Working on her start, and her finish

While Jeter competed at the IAAF’s World Indoor Championships in Doha, placing third in a race won by Jamaica’s Olympic 200m champion, Veronica Campbell-Brown, Fraser concentrated on her training with coach Stephen Francis.

“Well actually my coach does not think I have a good start,” Fraser said with a grin. “He thinks I should work on my exit from the starting blocks. I’m also working on the last 30 metres of my race. I think I’m getting there, but it’s not easy because, I get annoyed sometimes trying to get the drills right, but I keep working on it.

“ For me there are always things to improve on,  I’m not perfect at anything, so trying to get everything right in training is always a plus for me.”

Busy off the track with Unicef

With her hair braided and dyed purple, and her yellow and orange t-shirt, Fraser presented a colourful and amiable figure at the conference. But her face grew more serious as she explained about the work she has been doing back home this year in her new capacity as the first Unicef National Goodwill Ambassador for Jamaica.

“One of the reasons I think I was so excited to be a part of the Unicef scheme is that in Jamaica I am from an area where a lot of violence and crime has been happening,” she said.
“I have seen where a lot of girls or boys my age, they either didn’t get to finish high school, or they died or something bad of that sort.

“So I can understand from that standpoint to know what children are going through in Jamaican and go to schools to help.

“ If you take somebody from Upper St Andrew in Jamaica, which is somewhere that is upper class, to talk to somebody from an area such as Waterhouse, where I’m from, they won’t understand because they are not from the area, they will not know what they are going through.

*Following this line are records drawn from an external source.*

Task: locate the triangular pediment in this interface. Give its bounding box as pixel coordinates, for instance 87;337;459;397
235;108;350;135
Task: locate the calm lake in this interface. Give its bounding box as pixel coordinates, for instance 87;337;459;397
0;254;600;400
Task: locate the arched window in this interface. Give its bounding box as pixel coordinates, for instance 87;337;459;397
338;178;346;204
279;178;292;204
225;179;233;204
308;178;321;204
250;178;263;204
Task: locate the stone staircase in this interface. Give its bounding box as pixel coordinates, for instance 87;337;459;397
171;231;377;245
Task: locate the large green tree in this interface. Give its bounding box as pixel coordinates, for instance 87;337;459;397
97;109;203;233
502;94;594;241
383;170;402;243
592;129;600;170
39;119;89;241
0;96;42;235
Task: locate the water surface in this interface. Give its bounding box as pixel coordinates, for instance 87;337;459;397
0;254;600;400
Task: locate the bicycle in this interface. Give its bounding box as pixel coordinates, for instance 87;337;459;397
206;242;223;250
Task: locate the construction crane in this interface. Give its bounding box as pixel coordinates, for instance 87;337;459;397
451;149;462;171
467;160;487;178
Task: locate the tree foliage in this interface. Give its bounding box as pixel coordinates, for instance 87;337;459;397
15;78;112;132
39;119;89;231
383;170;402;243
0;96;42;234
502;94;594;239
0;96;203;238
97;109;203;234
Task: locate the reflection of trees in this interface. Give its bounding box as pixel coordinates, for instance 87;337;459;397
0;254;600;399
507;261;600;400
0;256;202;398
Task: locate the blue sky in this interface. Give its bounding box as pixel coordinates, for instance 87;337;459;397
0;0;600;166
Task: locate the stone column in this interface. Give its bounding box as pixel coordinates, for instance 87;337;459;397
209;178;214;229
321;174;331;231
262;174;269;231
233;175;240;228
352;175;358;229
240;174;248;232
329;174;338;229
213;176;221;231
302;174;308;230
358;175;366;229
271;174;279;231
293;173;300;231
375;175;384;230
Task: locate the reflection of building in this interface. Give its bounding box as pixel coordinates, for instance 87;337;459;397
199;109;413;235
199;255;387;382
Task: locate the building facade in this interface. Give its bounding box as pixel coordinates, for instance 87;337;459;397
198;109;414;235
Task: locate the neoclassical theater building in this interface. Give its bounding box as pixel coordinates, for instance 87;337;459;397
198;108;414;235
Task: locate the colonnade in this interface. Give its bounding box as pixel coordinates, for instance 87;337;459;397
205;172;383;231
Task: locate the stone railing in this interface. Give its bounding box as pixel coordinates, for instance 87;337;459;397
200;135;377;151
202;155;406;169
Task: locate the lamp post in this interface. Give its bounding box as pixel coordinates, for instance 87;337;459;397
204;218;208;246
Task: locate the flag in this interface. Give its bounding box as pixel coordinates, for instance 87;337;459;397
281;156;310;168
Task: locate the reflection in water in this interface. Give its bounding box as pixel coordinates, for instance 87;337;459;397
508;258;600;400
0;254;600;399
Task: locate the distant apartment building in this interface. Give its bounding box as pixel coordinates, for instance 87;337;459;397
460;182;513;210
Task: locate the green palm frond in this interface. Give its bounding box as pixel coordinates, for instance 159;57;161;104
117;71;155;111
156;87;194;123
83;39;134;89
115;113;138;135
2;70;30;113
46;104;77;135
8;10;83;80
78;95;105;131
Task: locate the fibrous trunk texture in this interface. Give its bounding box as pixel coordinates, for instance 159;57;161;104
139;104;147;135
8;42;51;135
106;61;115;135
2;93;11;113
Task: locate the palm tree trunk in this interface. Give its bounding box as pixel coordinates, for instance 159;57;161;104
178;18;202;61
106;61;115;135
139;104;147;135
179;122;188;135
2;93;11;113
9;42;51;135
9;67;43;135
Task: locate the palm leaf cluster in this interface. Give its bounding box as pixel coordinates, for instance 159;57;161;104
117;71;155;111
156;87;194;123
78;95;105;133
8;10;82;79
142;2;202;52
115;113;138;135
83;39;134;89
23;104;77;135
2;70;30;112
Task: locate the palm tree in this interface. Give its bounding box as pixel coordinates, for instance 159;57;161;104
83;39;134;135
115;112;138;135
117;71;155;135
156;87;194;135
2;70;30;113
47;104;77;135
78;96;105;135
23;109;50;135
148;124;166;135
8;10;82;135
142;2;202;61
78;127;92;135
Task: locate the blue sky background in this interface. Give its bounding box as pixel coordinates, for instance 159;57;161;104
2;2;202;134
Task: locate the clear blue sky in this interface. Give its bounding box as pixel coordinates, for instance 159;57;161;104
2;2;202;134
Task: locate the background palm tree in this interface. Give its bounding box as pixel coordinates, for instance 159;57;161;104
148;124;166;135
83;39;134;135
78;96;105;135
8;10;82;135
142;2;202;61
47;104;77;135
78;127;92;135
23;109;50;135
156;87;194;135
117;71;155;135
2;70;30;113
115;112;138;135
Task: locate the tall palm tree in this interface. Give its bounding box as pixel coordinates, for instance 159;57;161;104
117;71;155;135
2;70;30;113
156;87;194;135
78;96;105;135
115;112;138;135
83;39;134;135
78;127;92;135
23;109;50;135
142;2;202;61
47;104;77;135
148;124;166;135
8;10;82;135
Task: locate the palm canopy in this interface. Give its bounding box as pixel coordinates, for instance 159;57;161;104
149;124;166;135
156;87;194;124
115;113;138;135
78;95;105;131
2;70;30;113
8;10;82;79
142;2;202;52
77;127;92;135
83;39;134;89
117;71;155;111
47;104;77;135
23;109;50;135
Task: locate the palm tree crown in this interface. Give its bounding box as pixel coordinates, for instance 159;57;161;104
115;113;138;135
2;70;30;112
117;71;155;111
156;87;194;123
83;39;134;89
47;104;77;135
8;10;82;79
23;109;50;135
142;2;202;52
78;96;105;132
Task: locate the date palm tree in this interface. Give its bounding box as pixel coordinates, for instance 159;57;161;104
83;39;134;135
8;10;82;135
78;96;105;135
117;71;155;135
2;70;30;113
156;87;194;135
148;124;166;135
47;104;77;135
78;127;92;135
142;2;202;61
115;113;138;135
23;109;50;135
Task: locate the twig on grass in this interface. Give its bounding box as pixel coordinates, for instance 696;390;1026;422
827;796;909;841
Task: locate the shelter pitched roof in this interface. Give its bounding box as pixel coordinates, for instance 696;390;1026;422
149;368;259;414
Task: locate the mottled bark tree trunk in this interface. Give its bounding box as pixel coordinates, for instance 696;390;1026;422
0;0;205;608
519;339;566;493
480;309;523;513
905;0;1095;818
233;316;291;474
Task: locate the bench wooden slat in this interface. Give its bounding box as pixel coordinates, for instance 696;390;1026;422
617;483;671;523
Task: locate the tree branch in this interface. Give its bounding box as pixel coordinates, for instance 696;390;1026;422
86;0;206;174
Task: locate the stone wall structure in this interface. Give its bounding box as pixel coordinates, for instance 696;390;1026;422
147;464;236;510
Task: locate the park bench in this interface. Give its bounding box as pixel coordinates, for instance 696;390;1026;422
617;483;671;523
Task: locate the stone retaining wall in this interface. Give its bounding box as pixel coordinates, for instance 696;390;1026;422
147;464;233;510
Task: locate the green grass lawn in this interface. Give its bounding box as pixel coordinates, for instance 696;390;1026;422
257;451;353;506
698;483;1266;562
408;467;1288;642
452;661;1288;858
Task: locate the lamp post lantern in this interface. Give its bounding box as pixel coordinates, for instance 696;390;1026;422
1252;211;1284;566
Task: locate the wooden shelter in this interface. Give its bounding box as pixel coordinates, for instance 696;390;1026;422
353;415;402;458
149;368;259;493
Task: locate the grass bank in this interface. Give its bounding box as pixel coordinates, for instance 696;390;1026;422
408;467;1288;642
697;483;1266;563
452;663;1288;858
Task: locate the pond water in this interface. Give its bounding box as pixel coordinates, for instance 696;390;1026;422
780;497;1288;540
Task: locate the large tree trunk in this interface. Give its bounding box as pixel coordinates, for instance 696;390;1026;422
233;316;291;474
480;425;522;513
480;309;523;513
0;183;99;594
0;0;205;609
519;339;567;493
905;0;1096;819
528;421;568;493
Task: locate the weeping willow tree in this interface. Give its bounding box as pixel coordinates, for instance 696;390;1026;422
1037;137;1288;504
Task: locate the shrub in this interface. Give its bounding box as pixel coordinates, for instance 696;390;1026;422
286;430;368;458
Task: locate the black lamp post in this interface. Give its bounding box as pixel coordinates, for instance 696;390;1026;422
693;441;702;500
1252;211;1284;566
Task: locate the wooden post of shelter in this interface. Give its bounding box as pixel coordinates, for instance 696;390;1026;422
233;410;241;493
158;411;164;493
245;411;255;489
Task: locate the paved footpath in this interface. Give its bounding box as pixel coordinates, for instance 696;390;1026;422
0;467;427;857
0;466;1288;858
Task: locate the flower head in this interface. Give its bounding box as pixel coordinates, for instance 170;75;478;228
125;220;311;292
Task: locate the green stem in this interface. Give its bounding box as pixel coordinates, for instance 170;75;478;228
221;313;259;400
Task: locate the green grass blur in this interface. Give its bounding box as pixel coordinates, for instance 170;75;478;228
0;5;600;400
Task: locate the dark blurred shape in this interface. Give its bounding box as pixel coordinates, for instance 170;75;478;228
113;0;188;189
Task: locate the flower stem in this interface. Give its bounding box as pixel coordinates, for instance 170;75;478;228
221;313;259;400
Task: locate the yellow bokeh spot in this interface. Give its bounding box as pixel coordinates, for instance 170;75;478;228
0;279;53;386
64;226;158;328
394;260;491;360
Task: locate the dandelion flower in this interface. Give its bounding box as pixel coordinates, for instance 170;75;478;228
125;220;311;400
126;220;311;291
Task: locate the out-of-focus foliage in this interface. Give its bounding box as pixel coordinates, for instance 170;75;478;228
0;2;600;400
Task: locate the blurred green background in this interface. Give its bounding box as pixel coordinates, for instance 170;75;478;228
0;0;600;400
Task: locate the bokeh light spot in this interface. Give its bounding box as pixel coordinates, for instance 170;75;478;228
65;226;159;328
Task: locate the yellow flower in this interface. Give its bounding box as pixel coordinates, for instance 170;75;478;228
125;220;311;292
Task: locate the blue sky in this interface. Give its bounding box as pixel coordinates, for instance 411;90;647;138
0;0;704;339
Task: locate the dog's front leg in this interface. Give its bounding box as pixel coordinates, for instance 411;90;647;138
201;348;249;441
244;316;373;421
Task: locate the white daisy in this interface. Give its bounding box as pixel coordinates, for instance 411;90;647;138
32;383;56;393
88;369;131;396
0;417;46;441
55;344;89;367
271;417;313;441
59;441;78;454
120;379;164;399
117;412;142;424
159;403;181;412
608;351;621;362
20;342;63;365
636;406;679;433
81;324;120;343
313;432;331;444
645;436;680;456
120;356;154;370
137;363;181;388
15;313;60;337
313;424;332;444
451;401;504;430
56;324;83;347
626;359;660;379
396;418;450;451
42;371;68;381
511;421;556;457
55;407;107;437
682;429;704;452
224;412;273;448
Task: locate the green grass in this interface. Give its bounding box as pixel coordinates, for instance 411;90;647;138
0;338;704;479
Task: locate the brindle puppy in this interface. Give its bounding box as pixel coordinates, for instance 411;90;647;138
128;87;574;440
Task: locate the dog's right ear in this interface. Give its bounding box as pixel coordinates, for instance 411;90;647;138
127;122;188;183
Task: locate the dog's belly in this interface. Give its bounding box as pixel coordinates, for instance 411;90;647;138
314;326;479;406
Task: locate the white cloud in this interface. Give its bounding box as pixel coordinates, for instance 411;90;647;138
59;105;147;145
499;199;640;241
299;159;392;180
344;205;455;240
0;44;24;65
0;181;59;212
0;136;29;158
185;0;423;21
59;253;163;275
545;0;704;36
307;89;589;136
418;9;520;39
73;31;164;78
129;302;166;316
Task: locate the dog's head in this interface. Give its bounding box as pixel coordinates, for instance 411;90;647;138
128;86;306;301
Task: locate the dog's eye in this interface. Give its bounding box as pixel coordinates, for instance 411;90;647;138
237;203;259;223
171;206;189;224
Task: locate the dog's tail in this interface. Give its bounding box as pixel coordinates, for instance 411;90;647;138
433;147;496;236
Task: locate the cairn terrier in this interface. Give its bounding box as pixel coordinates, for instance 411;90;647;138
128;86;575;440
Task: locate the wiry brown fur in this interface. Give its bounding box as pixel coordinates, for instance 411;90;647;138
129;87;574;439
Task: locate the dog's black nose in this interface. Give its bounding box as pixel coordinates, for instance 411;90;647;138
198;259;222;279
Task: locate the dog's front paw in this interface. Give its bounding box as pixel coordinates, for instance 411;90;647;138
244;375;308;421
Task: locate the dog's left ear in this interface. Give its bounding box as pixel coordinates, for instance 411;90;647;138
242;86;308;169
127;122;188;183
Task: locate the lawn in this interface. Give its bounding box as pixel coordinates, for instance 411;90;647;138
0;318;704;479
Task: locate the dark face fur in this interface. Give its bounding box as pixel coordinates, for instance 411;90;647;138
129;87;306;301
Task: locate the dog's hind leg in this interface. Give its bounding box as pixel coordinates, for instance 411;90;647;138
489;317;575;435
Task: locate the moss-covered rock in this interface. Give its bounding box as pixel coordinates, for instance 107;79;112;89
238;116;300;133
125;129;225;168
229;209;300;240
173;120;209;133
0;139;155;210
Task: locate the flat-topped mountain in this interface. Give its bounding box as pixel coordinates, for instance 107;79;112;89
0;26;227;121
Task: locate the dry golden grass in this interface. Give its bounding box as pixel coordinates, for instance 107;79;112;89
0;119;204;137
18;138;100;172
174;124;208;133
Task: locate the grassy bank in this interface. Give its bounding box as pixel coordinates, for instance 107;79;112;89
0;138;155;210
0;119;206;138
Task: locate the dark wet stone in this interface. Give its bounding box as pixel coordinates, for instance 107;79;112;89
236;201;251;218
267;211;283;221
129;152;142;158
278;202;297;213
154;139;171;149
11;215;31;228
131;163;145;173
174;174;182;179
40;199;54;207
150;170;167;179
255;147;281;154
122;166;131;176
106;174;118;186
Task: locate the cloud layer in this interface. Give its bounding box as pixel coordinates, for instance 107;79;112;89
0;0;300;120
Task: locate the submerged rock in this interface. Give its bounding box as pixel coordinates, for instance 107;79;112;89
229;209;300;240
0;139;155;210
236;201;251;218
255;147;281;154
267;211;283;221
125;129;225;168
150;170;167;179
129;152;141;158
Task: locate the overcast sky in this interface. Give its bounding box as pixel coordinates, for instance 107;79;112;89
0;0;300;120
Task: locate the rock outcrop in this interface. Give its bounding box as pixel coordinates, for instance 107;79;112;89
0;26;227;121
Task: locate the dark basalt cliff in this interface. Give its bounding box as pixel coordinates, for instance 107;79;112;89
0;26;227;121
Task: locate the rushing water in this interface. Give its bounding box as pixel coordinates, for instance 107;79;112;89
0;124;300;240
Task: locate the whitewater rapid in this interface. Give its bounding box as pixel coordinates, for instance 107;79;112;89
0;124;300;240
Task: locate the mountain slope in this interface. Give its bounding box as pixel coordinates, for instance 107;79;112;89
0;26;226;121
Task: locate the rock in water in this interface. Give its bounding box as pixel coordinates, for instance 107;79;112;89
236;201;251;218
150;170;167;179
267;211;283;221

 “I am coming from the same situation, so I can relate to them and help them to understand that even though things may not be the way you want them to be there is always something called dreams.

“ Once you dream, and follow your dreams, and just work hard, and not just follow everything in your community, things can happen.

 “I can tell you that, a lot of things happen there in Waterhouse, you’d be pretty, pretty surprised to see what happens there. When I grew up I said that I’m not going to become a statistic, I’m not going to become one of those young girls who decide not to go to school.

“I decided to find a way out which was through education and also through my talent. So I did that.

“And now my work for Unicef is focused talking to children about crime and violence, which is important for me because I get to express myself and actually tell them things that I have gone through and seen and to tell them not turn to violence but try to elevate themselves to something different.”

It is a genuinely lofty aspiration for a young woman who has already achieved so much of her sporting ambition.